DESASTER

Entrar al Joker’s House en Sant Andreu no es ir a una sala de conciertos; es meterse en la boca mas oscura del lobo.

Aquí el aire apesta a lo que tiene que apestar: gasolina, cuero viejo, tabaco de contrabando y electricidad.

En este búnker de hormigón junto al Besòs, no hay espacio para medias tintas. Esa noche, el barrio retumbaba con el rugido de las motos y el eco de los amplis que ya escupían fuego antes de empezar.

Llegue un poco justo para Cárcava pero los pude disfrutar de lo lindo con su Death Metal aplastante, la formacion se entrego sin dejar ni un resquicio de piedad con el personal.

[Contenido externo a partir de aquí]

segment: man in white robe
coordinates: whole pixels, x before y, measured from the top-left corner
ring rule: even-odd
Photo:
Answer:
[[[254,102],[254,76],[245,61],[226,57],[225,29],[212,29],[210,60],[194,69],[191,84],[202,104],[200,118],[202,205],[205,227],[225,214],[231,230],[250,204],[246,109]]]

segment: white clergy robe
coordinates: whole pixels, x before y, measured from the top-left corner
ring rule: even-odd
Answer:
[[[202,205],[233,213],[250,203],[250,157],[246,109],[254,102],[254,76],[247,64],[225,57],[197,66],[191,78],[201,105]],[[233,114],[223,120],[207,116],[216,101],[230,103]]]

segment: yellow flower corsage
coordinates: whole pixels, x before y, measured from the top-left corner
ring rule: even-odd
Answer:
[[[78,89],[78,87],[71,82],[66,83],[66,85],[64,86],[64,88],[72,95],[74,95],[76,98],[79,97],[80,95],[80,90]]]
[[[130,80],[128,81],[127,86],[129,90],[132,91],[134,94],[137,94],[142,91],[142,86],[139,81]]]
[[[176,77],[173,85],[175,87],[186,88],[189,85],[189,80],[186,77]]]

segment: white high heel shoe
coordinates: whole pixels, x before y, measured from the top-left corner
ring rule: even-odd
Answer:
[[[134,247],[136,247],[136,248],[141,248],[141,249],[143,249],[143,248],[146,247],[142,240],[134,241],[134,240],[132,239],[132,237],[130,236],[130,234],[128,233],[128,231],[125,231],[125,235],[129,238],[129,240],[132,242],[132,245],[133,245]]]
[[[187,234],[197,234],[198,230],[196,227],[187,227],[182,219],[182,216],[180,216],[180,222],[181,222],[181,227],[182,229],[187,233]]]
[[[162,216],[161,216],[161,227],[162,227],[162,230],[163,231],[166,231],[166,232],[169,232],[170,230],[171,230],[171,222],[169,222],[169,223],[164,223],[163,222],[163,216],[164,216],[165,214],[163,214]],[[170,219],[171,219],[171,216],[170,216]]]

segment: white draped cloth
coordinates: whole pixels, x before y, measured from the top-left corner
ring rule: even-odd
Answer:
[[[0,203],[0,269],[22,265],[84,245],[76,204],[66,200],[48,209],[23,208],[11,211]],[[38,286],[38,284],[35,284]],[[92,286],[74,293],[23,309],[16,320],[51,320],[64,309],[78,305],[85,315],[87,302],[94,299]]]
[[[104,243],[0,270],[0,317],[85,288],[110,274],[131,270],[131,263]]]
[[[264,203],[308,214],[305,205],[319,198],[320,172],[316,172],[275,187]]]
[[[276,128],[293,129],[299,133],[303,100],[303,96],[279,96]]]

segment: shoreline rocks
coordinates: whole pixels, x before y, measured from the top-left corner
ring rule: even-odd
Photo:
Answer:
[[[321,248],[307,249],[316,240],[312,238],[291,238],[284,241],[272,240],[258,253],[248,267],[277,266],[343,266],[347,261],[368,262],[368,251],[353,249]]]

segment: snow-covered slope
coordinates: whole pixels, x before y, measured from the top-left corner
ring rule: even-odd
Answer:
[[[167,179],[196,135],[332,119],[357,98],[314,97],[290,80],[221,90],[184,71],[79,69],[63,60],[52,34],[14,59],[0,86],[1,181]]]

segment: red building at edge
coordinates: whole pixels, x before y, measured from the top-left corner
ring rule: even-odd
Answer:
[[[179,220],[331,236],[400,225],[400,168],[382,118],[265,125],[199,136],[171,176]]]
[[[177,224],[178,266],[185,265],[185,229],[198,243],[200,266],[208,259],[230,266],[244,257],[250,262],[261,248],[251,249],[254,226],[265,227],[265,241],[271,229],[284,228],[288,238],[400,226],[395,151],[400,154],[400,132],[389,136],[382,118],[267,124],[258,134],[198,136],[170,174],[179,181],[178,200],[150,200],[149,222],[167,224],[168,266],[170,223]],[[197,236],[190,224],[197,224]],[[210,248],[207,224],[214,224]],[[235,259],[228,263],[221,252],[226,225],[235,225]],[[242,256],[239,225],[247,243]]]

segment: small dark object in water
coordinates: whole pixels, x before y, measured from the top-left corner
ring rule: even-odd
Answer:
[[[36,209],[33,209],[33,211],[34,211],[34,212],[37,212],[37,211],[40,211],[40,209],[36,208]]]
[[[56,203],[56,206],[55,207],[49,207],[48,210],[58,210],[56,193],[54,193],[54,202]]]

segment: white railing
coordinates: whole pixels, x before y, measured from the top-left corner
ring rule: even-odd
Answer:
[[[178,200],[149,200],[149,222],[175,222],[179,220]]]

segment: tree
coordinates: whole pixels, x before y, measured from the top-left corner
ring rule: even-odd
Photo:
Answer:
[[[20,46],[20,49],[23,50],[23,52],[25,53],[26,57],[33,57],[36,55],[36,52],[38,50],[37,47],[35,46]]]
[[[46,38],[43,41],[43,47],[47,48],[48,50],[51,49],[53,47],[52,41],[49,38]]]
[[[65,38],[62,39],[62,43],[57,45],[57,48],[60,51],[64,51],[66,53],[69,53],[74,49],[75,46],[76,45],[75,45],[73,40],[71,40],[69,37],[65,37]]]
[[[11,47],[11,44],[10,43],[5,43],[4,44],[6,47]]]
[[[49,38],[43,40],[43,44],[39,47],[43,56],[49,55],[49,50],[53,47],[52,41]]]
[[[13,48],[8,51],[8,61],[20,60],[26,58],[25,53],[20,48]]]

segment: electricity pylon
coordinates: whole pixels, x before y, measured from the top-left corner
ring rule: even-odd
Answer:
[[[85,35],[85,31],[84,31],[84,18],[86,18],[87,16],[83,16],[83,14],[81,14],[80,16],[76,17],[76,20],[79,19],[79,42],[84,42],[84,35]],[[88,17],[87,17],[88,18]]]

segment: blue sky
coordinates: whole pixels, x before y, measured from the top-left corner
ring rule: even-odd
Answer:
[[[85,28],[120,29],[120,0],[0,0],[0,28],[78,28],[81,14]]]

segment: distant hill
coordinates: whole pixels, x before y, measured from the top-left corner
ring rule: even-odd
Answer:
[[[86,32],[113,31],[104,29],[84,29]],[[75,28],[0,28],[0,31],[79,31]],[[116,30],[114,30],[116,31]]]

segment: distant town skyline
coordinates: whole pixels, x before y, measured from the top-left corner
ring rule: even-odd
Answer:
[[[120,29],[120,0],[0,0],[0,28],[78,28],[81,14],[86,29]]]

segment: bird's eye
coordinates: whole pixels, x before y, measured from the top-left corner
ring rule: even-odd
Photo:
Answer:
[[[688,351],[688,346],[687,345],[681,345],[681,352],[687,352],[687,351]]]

Lo de Atonement no tiene nombre. Salva, Pau y A. son una apisonadora. Con un cantante que se une para cerrar un cuarteto de puro odio, los barceloneses desplegaron un set de Black/Thrash que sonó como una sierra mecánica, te despedazara trozo a trozo.

Empezaron a degüello con “El tirano del páramo” y “Eterno retorno”. El sonido era una bola de mala leche rebotando en las paredes de la pequeña sala, ya llena a reventar. Cuando tocaron “Gossos negres de la mort”, la sala ya era una olla a presión.

El cantante, a torso descubierto y poseído, escupía las letras como si quisiera purgar sus demonios sobre nosotros. Con “Metal oxidado” y “Jinete de la muerte”, el pogo era un hervidero de chalecos con parches y sudor chorreando del techo.

En el Joker’s no se escucha música, se hizo un ejercicio de autentica supervivencia metalera.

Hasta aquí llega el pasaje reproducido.